NODAL: Motivation

Lee Iverson
OHS Design Group

Lee Iverson <leei@ai.sri.com>
Last modified: Wed May 2 10:21:38 2001

Collaboration is a Basic Need

Mainstream Document Collaboration

One of the most fundamental barriers to collaboration between both users and applications is the granularity of data access. File systems organize information in directories of "files". Sharing files is a simple process of placing them on a networked file system or simply sending them to a group via electronic mail or some other message passing system. This model assumes either that files change rarely or that they have single authors or both. Sometimes file sharing is augmented or replaced with email attachments.

What happens however when we try to use this shared file and email approach to collaboratively create documents or accumulate group knowledge? Quite simply, a difficult, cumbersome process. A few examples will illustrate some of the problems:

Microsoft Word

Microsoft has made some effort to allow multiple users to exchange and edit documents produced with Microsoft Word. The sharing model is simple: a user sends (or makes available) a copy of their Word document to another user who edits (or reviews) it and sends it back. The modified Word document contains a change history which may be navigated by the first user (the change integrator) and individual changes made by the other user may be approved or rejected via a GUI interface.

Word Advantages

Word Problems

CVS

The Concurrent Version System (CVS) was developed as a response to problems perceived by distributed groups of developers when using the Revision Control System (RCS) for collaborative software development (using plain text files). RCS maintained the integrity of its version control by requiring users to check out files in the repository, modify them and then check them back in. While a file was checked out by one user, it was unavailable for modification by other developers (locked). In may kinds of scenarios, especially software development, a single developer may need to change many files in concert before a new consistent (and thus check-in-able) state is achieved.
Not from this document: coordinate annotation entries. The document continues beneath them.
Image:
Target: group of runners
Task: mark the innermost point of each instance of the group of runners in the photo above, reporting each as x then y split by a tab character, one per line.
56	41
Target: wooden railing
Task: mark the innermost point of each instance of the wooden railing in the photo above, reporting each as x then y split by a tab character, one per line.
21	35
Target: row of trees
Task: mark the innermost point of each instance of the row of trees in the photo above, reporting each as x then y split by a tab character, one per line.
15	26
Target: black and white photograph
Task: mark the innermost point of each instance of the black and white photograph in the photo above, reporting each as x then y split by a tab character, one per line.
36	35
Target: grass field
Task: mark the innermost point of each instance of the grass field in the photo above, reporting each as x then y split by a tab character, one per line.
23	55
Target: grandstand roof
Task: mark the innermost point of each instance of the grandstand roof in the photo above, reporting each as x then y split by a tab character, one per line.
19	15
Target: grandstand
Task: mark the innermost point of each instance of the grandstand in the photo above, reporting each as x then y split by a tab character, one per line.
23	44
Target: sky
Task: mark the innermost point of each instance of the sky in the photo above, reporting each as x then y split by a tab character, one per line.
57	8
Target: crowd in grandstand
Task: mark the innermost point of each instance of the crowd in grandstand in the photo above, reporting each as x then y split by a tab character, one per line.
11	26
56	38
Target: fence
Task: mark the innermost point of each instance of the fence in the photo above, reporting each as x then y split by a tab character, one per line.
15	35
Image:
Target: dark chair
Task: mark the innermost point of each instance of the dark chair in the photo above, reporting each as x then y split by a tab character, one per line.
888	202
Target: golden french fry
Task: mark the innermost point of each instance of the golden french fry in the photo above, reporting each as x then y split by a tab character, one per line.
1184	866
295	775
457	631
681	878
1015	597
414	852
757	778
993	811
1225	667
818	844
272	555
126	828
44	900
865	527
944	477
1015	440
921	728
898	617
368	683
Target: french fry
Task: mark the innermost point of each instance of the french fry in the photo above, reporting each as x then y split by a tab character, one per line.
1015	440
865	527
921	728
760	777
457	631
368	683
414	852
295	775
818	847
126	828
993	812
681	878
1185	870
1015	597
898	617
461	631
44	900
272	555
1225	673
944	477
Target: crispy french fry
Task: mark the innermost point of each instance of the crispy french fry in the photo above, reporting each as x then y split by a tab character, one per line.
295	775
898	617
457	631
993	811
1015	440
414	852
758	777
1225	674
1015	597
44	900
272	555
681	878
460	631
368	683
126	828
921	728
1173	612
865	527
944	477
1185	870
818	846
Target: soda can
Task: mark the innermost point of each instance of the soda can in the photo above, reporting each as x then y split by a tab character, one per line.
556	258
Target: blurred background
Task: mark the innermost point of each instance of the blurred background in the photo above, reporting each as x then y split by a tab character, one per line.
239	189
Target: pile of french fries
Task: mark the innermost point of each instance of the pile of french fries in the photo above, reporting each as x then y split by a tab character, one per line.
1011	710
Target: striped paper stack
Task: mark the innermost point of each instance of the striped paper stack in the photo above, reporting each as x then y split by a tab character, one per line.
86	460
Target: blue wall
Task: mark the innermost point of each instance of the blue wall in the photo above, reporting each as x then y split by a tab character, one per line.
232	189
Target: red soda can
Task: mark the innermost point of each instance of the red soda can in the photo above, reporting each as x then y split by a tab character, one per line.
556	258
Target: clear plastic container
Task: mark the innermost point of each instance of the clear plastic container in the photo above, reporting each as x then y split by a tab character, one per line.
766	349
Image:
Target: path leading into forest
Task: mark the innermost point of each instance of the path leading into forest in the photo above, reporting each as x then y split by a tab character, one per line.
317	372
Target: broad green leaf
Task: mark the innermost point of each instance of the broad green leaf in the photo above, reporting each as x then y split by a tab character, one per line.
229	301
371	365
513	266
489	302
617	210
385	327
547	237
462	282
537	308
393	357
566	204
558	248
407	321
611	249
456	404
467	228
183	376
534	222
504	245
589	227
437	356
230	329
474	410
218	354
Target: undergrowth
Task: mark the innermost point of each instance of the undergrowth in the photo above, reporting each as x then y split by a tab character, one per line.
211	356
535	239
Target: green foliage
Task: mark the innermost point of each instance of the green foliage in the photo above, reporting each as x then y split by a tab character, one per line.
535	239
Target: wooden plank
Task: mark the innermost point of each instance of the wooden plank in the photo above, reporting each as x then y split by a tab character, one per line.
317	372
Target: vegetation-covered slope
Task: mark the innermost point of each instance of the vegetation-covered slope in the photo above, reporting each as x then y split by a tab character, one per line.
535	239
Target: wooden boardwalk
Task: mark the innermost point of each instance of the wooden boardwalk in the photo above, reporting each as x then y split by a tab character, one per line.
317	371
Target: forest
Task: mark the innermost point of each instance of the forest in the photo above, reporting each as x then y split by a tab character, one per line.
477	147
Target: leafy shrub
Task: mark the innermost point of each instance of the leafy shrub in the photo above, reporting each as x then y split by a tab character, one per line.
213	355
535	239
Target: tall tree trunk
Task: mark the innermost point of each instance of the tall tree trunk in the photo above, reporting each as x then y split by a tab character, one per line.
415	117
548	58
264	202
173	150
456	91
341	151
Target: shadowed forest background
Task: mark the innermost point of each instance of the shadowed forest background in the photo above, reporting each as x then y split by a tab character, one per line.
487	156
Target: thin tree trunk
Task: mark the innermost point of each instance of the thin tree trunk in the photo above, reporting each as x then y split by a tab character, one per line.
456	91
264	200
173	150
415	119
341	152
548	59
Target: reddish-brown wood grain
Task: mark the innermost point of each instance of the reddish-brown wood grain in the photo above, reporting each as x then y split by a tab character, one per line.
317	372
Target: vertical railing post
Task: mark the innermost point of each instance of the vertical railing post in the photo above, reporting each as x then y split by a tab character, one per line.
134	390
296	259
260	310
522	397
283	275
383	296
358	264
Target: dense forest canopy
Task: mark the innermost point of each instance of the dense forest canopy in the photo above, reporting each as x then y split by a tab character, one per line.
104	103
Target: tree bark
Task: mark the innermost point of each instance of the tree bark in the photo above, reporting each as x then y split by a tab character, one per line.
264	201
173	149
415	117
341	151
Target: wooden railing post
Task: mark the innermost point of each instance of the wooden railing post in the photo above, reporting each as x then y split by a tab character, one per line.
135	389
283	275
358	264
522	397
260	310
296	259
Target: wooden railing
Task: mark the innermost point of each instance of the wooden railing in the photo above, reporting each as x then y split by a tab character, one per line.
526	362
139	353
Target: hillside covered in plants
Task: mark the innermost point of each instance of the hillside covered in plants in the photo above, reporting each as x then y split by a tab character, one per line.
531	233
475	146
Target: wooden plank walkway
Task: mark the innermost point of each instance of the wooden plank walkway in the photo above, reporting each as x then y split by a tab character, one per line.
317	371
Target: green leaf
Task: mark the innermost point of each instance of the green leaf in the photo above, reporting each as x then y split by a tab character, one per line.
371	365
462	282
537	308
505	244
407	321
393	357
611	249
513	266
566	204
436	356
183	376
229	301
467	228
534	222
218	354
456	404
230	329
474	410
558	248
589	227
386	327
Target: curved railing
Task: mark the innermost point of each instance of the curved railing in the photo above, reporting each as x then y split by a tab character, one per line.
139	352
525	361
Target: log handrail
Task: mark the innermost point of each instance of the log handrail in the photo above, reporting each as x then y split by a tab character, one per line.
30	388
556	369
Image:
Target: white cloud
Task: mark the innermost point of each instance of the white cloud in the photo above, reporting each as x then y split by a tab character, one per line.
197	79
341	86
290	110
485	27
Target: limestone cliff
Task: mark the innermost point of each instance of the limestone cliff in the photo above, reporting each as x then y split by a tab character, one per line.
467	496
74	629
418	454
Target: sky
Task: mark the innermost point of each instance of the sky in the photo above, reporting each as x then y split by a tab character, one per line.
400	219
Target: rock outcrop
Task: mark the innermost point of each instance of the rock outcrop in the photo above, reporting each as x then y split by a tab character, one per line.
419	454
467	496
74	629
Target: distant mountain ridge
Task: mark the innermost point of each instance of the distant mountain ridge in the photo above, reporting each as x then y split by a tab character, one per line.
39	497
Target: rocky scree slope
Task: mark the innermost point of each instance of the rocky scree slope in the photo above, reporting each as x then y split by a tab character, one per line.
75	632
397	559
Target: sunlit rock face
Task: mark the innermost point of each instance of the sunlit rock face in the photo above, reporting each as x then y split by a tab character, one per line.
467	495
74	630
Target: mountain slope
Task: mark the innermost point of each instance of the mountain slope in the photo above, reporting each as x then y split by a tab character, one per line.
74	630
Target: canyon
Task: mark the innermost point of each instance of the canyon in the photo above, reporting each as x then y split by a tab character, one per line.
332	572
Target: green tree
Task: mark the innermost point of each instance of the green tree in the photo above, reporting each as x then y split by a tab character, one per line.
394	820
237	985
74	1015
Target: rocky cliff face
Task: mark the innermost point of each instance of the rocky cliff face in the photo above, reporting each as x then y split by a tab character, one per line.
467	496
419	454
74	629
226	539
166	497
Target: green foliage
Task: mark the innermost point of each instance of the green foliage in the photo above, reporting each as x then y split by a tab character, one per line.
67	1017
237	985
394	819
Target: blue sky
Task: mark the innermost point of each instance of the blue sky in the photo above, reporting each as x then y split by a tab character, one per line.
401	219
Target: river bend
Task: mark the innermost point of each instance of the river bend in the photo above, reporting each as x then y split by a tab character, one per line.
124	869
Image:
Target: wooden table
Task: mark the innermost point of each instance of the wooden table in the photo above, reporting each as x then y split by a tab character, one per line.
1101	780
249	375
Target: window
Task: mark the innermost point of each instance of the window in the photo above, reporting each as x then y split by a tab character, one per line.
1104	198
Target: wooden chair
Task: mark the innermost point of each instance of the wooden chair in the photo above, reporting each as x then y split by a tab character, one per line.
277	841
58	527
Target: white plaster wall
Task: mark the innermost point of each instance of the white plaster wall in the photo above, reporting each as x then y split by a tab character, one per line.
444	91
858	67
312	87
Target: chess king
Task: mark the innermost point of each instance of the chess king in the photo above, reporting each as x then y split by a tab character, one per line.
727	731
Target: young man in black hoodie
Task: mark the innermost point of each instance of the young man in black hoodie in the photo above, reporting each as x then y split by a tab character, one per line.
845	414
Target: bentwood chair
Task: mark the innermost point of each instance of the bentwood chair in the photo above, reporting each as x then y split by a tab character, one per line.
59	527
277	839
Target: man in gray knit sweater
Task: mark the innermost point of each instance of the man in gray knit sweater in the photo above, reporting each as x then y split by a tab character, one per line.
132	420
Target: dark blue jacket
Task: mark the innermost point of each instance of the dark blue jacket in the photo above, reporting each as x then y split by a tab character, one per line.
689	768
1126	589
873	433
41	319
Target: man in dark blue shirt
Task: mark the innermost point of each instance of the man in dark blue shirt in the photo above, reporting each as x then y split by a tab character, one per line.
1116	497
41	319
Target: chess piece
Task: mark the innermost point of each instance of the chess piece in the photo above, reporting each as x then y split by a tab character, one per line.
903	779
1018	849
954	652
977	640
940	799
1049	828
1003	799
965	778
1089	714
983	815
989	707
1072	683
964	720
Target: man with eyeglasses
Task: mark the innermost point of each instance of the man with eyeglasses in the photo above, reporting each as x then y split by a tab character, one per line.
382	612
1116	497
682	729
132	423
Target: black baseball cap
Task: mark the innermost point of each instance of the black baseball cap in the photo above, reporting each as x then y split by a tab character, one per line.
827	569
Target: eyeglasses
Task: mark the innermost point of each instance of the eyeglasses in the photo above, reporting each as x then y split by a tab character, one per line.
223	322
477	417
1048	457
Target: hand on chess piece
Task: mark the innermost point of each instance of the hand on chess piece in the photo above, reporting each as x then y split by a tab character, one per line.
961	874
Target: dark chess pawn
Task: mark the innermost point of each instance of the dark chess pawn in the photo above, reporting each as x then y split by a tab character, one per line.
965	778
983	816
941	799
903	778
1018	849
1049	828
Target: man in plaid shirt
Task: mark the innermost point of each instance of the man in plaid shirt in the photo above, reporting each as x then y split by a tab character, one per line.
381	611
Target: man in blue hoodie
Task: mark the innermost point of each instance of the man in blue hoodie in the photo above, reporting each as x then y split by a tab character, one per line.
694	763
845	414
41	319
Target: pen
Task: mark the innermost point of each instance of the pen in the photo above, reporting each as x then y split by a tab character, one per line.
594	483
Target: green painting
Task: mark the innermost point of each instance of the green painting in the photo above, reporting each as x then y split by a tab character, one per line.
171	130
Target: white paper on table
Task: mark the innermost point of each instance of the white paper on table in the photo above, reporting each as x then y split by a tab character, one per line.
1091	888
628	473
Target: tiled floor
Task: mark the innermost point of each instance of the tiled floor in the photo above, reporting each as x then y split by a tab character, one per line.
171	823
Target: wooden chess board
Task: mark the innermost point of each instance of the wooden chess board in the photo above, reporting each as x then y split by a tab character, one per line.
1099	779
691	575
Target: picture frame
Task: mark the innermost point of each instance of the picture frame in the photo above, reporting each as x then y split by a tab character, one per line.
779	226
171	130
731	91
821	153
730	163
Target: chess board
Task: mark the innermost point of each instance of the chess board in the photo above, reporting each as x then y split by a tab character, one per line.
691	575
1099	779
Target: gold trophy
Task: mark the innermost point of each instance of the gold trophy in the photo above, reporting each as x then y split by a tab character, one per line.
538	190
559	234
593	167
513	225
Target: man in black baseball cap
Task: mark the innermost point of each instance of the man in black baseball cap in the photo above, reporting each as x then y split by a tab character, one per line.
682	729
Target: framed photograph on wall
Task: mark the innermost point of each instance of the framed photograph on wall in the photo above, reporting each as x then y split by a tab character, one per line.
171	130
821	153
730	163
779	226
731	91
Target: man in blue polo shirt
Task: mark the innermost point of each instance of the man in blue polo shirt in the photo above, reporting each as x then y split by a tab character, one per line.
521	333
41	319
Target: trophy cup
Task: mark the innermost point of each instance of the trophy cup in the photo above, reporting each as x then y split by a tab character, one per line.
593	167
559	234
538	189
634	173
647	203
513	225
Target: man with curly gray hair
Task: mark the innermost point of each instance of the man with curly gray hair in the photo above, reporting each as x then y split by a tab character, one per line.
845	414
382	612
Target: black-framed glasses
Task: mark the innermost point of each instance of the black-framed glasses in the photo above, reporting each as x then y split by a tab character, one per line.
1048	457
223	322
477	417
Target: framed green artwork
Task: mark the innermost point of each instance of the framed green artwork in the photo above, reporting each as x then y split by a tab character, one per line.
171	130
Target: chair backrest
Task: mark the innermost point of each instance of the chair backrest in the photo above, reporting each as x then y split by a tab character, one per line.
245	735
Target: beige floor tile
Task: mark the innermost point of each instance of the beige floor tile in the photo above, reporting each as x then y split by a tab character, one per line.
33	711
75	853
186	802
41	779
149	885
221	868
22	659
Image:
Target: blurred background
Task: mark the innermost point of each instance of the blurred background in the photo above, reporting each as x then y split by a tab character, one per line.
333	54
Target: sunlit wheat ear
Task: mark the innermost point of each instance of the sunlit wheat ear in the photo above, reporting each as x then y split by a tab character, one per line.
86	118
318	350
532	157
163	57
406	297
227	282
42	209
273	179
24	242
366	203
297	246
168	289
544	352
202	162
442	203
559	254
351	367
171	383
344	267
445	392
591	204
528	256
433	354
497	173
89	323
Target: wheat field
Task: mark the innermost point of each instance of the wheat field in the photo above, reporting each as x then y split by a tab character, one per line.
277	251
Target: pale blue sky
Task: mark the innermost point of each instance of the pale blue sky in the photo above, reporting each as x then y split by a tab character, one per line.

Locking all of these files while this one developer is attempting to attain consistency is untenable as soon as more than two or three developers are working on a single project.

CVS solves this problem by removing the locking requirement and allowing multiple users to all be editing the same set of files simultaneously. Users maintain local versions of the repository and make changes as they wish. A user occassionally "updates" his local copy by asking CVS to apply those changes made by other users to his local copy. This may lead to conflicts, in which a section of a file which the user has modified has also been modified by someone else. It is then up to the user to resolve these conflicts be editing with a text editor. When checking changes back in to the repository, a user must first "update" after which an automatic process detects the changes made to a particular file and then sends these to the repository, which updates its database.